Gay Marriage: What's So Special About the Number 2?
posted by Bathus

To avoid issues of polygamy and bisexuality, proponents of gay marriage implicitly assert that the number "2" is the magical element of marriage, beyond which one need look little further. For example, David Brooks would define marriage as an "exclusive commitment" of 2 persons without regard to the partners' sex.

That definition, an "exclusive commitment of 2 persons," is incomplete. For there is nothing about the number 2, in and of itself, that makes an "exclusive commitment" of 2 persons deserving of special social status not accorded to an "exclusive commitment" involving three or more persons of whatever sex for whatever purpose. Society's granting the special social status of "marriage" to exclusive commitments of 2 persons, while denying that special status to exclusive commitments of more than 2 persons, can be justified only to the extent that the limitation serves some social good that is not served by arrangements involving a greater number. So one must ask, "Exclusive commitment for what purpose? What is the social purpose served by society's granting special status to exclusive commitments of two persons that is not as well served by exclusive commitments of three or more persons?"

In the Western tradition, the answer has been that the social good served by the institution of marriage is the procreation and well-rearing of children. Indeed, this is the only social good sufficient to distinguish marriage from other formal and informal social arrangements such as loyal friendships, monogamous sexual relationships, business partnerships, intellectual collaborations, or exclusive social clubs. Thus, marriage--as a social institution--deserves its special status apart from other "exclusive commitments" only so long as it remains grounded in the procreation and rearing of children.
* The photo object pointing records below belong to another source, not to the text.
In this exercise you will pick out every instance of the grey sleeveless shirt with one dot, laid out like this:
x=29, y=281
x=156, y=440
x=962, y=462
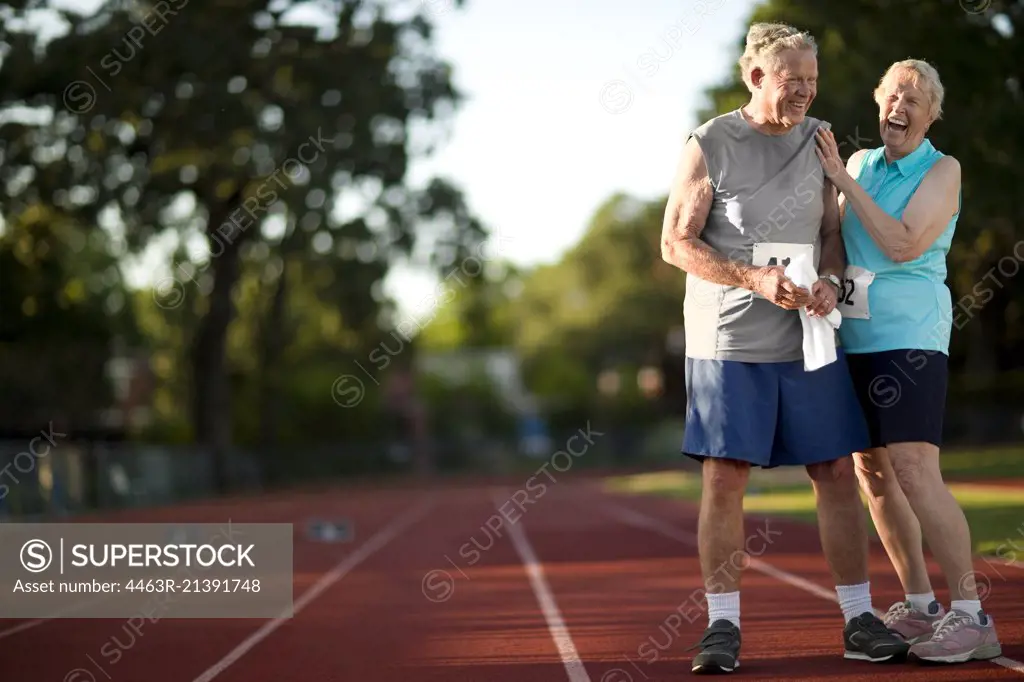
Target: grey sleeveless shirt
x=767, y=207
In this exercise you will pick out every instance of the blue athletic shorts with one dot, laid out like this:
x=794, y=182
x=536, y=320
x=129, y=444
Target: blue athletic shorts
x=772, y=414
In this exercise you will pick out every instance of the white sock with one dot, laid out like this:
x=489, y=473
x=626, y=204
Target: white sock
x=921, y=601
x=972, y=606
x=723, y=606
x=854, y=599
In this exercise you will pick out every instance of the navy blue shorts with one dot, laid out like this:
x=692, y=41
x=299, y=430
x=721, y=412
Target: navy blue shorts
x=772, y=414
x=902, y=393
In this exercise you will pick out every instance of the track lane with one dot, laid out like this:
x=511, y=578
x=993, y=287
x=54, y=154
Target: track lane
x=451, y=600
x=805, y=625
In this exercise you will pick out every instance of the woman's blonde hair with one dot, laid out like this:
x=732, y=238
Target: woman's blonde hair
x=765, y=41
x=924, y=76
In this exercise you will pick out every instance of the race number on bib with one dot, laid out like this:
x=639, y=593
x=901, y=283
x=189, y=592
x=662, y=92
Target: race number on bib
x=766, y=255
x=779, y=254
x=853, y=293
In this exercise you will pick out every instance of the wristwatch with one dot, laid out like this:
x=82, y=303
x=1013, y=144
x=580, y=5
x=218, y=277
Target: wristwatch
x=834, y=280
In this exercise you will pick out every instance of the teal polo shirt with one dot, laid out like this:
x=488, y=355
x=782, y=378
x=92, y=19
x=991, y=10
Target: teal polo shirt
x=908, y=305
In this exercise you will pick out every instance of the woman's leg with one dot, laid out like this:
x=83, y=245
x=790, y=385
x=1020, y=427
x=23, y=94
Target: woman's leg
x=966, y=632
x=942, y=522
x=900, y=535
x=894, y=519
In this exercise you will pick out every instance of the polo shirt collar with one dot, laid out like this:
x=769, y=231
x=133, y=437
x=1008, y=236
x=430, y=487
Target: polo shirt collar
x=908, y=163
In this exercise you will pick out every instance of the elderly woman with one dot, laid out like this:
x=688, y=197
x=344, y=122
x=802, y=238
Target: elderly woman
x=899, y=205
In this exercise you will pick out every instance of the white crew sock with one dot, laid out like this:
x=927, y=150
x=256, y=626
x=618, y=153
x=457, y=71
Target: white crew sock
x=972, y=606
x=921, y=601
x=723, y=606
x=854, y=599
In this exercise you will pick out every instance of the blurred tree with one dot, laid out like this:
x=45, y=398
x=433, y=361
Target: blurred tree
x=231, y=125
x=978, y=49
x=62, y=298
x=607, y=304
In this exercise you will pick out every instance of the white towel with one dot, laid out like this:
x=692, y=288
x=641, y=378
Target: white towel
x=819, y=336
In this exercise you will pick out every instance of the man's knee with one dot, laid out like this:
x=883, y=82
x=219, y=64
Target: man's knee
x=725, y=478
x=873, y=471
x=836, y=472
x=912, y=465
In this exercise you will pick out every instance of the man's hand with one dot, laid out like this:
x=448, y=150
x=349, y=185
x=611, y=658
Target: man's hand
x=825, y=298
x=772, y=284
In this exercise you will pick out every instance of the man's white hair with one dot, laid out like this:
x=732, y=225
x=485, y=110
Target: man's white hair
x=765, y=41
x=924, y=76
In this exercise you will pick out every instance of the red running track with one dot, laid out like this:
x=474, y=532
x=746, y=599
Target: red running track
x=573, y=584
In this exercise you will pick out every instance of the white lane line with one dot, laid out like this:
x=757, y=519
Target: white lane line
x=382, y=538
x=641, y=520
x=556, y=626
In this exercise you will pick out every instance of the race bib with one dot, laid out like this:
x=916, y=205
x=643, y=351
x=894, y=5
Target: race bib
x=853, y=293
x=778, y=254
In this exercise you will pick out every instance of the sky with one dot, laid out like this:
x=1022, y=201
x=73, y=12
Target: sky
x=569, y=101
x=566, y=102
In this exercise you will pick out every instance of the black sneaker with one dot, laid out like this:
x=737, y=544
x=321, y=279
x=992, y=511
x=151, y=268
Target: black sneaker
x=719, y=649
x=867, y=638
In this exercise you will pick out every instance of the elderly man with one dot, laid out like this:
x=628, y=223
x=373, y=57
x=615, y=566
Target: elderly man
x=750, y=195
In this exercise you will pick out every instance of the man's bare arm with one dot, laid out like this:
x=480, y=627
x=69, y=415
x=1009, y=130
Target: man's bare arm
x=833, y=259
x=685, y=215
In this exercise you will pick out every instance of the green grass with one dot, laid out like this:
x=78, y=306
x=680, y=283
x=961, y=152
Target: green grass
x=995, y=515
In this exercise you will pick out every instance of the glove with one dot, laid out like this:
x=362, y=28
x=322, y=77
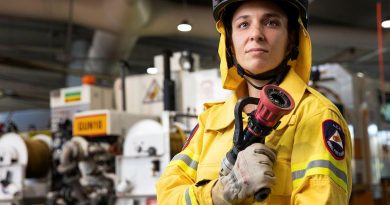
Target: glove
x=251, y=172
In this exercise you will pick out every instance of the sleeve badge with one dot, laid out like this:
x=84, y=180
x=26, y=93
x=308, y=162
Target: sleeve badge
x=334, y=138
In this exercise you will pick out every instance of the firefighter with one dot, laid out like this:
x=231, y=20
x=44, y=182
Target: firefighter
x=305, y=160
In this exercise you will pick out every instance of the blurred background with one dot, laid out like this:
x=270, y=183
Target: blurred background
x=62, y=64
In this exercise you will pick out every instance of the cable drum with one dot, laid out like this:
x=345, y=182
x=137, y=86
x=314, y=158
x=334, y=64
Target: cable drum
x=34, y=154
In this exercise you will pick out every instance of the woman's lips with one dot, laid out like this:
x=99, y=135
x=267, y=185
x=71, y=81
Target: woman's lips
x=257, y=50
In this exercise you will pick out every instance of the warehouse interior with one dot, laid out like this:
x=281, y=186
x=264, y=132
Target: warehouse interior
x=85, y=49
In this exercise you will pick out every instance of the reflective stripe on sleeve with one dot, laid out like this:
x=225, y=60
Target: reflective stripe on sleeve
x=335, y=170
x=189, y=197
x=187, y=161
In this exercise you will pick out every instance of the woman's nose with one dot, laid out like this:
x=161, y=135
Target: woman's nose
x=256, y=33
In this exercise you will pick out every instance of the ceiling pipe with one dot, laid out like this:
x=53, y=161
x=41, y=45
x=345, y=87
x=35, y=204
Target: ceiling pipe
x=120, y=22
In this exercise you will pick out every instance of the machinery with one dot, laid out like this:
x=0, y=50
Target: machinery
x=364, y=107
x=85, y=166
x=148, y=148
x=24, y=168
x=151, y=143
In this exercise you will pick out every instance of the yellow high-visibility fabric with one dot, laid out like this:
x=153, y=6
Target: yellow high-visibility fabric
x=298, y=141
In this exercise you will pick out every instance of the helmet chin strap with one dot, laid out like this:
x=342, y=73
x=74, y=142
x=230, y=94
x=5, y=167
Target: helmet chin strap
x=275, y=75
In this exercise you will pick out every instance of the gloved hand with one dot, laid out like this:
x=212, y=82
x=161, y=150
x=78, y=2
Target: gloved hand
x=251, y=172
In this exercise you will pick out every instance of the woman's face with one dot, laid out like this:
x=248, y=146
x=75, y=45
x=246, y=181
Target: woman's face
x=259, y=36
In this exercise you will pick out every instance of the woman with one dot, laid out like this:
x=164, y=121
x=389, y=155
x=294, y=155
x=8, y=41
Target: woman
x=305, y=160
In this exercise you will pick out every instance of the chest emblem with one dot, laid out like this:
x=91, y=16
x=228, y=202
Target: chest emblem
x=334, y=139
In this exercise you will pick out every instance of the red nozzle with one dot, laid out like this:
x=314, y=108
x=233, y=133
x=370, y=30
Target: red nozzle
x=273, y=104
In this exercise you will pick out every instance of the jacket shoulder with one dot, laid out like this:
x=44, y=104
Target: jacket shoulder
x=318, y=102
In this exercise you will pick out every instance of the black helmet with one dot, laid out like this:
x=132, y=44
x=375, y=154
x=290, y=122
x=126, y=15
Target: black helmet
x=301, y=5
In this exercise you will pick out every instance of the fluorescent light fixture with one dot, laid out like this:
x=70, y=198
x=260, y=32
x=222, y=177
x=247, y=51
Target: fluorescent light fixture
x=152, y=70
x=386, y=23
x=184, y=26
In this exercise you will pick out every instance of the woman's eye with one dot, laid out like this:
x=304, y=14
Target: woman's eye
x=243, y=25
x=272, y=23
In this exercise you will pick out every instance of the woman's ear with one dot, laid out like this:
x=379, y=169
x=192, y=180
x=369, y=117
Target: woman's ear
x=292, y=40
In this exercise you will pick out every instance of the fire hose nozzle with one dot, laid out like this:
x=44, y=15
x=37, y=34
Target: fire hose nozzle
x=273, y=104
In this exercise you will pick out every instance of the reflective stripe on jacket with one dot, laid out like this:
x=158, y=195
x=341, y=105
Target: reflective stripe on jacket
x=307, y=171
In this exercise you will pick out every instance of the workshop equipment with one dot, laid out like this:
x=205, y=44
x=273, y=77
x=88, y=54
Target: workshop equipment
x=24, y=167
x=274, y=102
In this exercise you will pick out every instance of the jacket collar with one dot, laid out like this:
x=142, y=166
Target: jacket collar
x=223, y=115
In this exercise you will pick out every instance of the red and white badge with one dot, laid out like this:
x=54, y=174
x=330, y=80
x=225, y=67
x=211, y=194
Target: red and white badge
x=334, y=139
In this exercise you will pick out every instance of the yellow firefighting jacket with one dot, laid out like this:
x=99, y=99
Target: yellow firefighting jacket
x=313, y=153
x=313, y=145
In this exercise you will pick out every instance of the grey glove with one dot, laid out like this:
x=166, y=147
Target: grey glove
x=251, y=172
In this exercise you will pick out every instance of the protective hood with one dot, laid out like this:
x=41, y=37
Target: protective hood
x=302, y=65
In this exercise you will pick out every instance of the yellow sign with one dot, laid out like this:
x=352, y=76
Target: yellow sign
x=94, y=125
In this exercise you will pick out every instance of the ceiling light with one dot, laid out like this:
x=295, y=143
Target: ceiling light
x=386, y=23
x=186, y=61
x=152, y=70
x=360, y=74
x=184, y=26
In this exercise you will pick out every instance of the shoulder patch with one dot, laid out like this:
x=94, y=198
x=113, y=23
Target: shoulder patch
x=334, y=138
x=190, y=137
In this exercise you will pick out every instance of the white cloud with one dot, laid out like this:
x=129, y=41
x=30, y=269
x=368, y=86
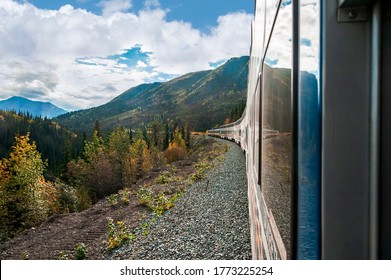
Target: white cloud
x=152, y=3
x=65, y=55
x=110, y=7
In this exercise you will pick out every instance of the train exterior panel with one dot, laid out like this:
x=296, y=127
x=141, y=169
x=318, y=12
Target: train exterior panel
x=314, y=131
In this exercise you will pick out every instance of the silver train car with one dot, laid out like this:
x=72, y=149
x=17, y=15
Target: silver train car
x=317, y=129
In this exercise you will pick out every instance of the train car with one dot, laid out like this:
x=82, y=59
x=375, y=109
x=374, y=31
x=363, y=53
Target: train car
x=316, y=129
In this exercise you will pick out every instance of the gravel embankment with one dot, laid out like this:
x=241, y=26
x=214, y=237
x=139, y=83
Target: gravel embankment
x=210, y=221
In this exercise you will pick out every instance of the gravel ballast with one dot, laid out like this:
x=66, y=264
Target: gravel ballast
x=210, y=221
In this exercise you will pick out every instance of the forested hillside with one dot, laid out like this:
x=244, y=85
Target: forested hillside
x=57, y=145
x=202, y=99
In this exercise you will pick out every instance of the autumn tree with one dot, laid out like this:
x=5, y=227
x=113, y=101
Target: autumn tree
x=26, y=199
x=177, y=148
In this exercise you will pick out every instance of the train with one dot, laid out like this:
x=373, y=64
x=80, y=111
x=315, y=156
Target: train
x=316, y=130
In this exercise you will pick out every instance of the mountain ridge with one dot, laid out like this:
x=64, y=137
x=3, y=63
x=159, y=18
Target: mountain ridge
x=202, y=99
x=35, y=108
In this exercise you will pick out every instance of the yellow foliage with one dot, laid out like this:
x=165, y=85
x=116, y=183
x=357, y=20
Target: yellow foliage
x=176, y=149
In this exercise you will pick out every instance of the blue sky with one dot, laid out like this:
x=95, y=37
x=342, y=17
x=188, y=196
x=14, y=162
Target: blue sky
x=83, y=53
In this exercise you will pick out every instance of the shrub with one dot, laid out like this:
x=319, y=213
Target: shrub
x=117, y=235
x=81, y=251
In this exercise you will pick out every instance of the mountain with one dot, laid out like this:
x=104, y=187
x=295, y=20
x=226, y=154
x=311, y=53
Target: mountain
x=202, y=99
x=57, y=144
x=35, y=108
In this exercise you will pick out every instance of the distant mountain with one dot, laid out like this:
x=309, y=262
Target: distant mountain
x=35, y=108
x=202, y=99
x=57, y=144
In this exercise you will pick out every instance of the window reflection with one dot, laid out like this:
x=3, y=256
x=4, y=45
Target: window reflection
x=309, y=149
x=277, y=124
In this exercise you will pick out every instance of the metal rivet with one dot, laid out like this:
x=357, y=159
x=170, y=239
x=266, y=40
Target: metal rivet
x=352, y=14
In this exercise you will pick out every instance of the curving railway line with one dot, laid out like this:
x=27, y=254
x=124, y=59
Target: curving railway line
x=317, y=128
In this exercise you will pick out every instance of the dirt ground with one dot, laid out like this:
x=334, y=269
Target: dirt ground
x=61, y=233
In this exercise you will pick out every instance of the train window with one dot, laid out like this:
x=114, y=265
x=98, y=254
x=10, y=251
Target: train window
x=276, y=111
x=385, y=179
x=257, y=109
x=309, y=133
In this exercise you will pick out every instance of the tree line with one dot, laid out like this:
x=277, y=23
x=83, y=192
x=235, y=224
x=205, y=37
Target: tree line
x=104, y=165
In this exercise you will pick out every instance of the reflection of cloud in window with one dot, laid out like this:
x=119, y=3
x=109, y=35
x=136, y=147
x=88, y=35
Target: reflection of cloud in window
x=286, y=3
x=305, y=42
x=309, y=33
x=271, y=62
x=280, y=47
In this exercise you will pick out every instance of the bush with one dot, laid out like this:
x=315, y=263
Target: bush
x=117, y=235
x=81, y=251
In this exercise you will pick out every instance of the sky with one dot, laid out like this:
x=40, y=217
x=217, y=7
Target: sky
x=79, y=54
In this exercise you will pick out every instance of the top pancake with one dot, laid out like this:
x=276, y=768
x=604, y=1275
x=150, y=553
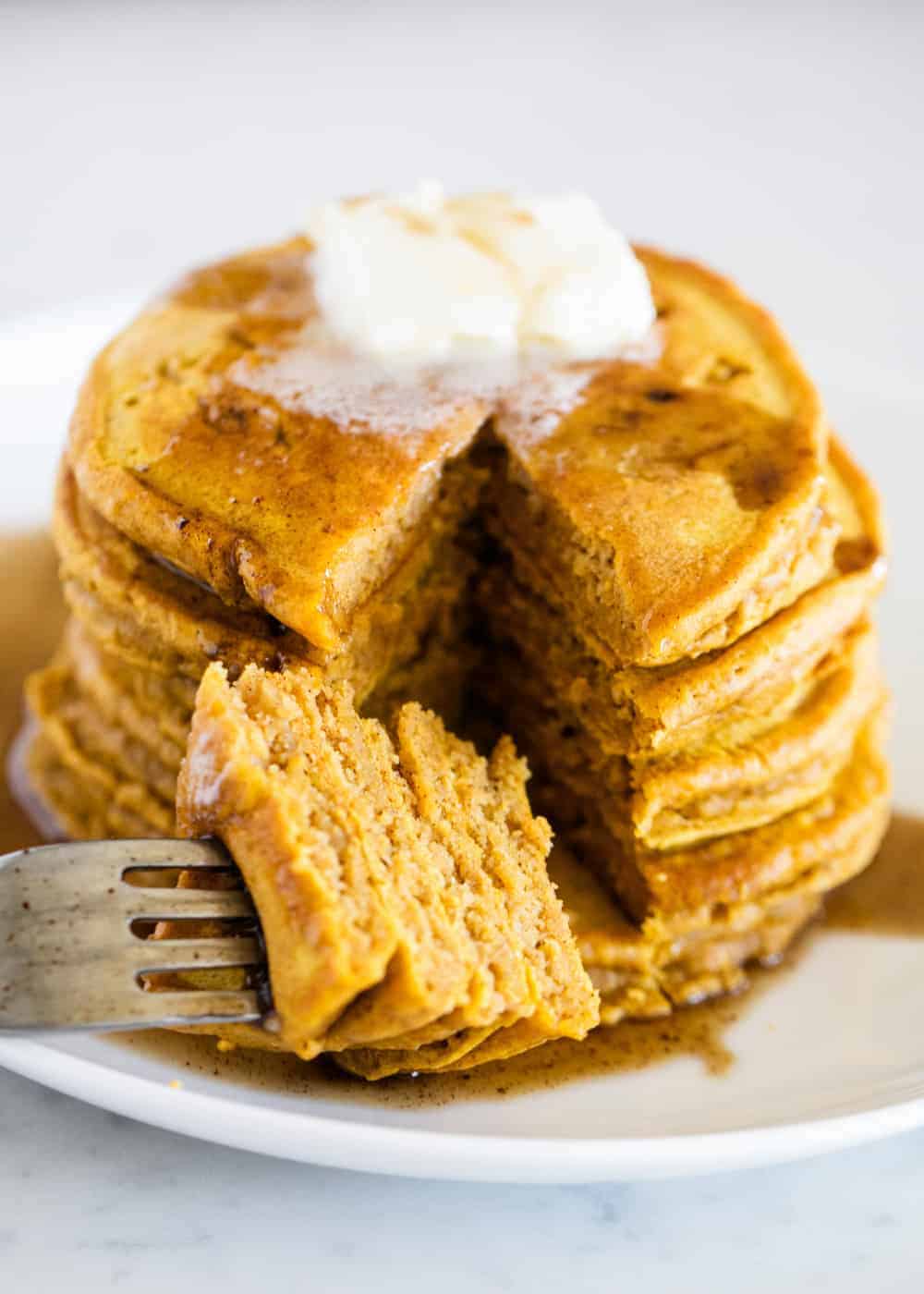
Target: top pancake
x=217, y=433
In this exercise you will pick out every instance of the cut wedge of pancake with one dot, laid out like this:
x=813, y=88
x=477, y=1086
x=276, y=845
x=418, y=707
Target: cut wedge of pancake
x=381, y=919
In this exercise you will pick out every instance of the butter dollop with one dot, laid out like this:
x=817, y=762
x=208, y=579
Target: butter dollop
x=423, y=277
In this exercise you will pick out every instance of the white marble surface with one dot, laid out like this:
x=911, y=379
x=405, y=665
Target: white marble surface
x=779, y=141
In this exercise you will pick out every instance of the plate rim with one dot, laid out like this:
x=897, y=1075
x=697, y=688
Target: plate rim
x=423, y=1154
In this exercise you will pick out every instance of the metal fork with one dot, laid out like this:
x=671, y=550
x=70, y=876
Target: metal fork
x=71, y=959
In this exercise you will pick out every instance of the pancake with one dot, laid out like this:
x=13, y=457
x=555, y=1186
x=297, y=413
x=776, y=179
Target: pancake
x=194, y=436
x=658, y=573
x=152, y=616
x=734, y=694
x=717, y=786
x=669, y=893
x=334, y=825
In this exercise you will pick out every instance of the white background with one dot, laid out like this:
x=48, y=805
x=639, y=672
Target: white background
x=781, y=142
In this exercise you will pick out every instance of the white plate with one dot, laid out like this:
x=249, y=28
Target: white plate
x=830, y=1056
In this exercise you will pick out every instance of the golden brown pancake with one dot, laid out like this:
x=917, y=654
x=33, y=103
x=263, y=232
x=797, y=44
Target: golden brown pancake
x=400, y=882
x=694, y=482
x=662, y=568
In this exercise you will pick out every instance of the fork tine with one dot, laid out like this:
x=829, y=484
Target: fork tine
x=164, y=905
x=193, y=1007
x=191, y=954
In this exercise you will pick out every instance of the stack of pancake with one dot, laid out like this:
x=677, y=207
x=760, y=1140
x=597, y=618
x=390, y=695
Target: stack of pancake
x=656, y=572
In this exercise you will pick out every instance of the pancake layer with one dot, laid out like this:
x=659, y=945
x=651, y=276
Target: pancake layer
x=656, y=573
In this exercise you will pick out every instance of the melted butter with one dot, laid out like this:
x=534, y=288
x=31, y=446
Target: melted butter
x=885, y=899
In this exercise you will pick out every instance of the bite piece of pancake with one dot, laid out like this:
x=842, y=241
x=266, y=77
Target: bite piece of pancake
x=382, y=921
x=562, y=1000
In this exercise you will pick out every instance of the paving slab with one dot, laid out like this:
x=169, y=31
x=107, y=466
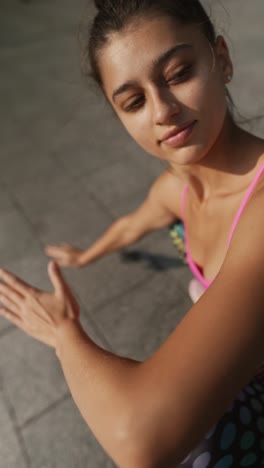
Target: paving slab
x=68, y=169
x=11, y=452
x=68, y=441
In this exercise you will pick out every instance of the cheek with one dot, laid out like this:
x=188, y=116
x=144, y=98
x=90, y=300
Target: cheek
x=138, y=127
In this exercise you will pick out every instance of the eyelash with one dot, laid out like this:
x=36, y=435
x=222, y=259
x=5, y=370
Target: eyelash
x=177, y=78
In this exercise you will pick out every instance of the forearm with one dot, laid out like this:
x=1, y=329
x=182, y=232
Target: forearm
x=101, y=385
x=121, y=234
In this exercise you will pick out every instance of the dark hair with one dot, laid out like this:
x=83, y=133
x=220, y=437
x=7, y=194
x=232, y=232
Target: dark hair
x=114, y=15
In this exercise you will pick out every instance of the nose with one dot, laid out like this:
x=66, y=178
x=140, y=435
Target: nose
x=165, y=106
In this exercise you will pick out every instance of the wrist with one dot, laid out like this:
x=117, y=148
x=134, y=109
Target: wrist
x=83, y=259
x=69, y=330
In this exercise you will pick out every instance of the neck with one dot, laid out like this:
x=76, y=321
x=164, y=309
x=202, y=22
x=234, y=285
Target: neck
x=214, y=174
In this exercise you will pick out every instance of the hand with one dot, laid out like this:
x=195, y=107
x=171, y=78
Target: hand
x=65, y=255
x=38, y=313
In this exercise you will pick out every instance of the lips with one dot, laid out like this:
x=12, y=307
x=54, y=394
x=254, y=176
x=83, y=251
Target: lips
x=168, y=136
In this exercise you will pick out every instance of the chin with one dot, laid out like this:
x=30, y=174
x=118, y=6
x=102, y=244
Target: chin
x=186, y=156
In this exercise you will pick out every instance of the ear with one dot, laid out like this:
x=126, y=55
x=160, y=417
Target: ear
x=224, y=60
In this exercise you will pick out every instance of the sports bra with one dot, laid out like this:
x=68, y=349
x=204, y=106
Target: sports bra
x=195, y=269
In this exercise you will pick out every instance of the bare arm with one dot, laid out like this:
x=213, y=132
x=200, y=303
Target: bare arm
x=154, y=213
x=152, y=414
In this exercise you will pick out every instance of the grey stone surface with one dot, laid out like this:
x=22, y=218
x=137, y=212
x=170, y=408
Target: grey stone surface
x=67, y=170
x=68, y=441
x=12, y=452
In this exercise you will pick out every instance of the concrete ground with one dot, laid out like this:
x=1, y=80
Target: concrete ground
x=67, y=171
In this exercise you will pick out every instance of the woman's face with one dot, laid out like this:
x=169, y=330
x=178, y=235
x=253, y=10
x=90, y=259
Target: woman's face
x=167, y=85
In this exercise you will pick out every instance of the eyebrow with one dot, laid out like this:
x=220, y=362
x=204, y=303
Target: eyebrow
x=161, y=60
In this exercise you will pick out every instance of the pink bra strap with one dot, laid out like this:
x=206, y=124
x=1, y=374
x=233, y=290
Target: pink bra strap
x=244, y=202
x=183, y=200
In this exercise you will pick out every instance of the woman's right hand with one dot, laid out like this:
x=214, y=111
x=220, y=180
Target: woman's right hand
x=66, y=255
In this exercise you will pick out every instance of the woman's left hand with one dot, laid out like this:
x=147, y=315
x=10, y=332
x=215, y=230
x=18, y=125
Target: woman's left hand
x=37, y=313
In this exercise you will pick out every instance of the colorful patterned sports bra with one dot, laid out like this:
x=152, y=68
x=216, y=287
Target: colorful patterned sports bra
x=196, y=270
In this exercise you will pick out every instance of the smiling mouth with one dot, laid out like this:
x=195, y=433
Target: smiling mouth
x=178, y=135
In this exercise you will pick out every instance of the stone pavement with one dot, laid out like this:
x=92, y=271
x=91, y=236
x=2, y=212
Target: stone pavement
x=67, y=171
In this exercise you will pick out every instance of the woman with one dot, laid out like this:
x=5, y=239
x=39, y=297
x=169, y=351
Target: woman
x=198, y=400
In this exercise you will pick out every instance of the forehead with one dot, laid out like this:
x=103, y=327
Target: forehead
x=132, y=51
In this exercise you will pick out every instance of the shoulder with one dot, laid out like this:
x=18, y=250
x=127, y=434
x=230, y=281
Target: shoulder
x=167, y=189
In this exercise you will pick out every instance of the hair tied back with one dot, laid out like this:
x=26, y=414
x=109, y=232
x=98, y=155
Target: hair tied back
x=102, y=4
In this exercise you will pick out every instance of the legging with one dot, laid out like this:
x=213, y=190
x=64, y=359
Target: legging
x=237, y=440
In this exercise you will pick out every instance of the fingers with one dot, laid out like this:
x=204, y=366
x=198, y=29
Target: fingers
x=8, y=304
x=56, y=278
x=10, y=316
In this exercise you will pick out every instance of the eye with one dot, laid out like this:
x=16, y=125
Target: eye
x=181, y=75
x=135, y=104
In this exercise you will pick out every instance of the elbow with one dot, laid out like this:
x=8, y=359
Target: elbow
x=137, y=452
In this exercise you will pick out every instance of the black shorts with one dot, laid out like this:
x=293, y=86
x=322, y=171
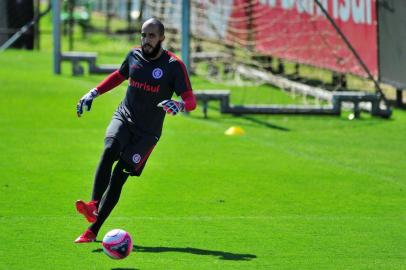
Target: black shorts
x=136, y=146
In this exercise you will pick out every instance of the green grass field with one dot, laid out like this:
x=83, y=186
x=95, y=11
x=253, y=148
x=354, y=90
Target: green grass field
x=292, y=193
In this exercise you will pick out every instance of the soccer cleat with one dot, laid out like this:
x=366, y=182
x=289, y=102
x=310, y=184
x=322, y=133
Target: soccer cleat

To preserve the special status of the number 2 with regard to the "exclusive commitment" of marriage, society must take children into account. Children are a naturally cohering end of marriage. As the fruit, the focus, and the beneficiaries of a couple's joined efforts, children secure the bonds of marriage. And marriage in turn serves and protects children. Society must resist the complacent inclination to formally accept as "marriage" whatever arrangement two (or more) persons of whatever sex happen to want to receive that designation, beginning with the vague notion that marriage is "an exclusive commitment of 2 persons."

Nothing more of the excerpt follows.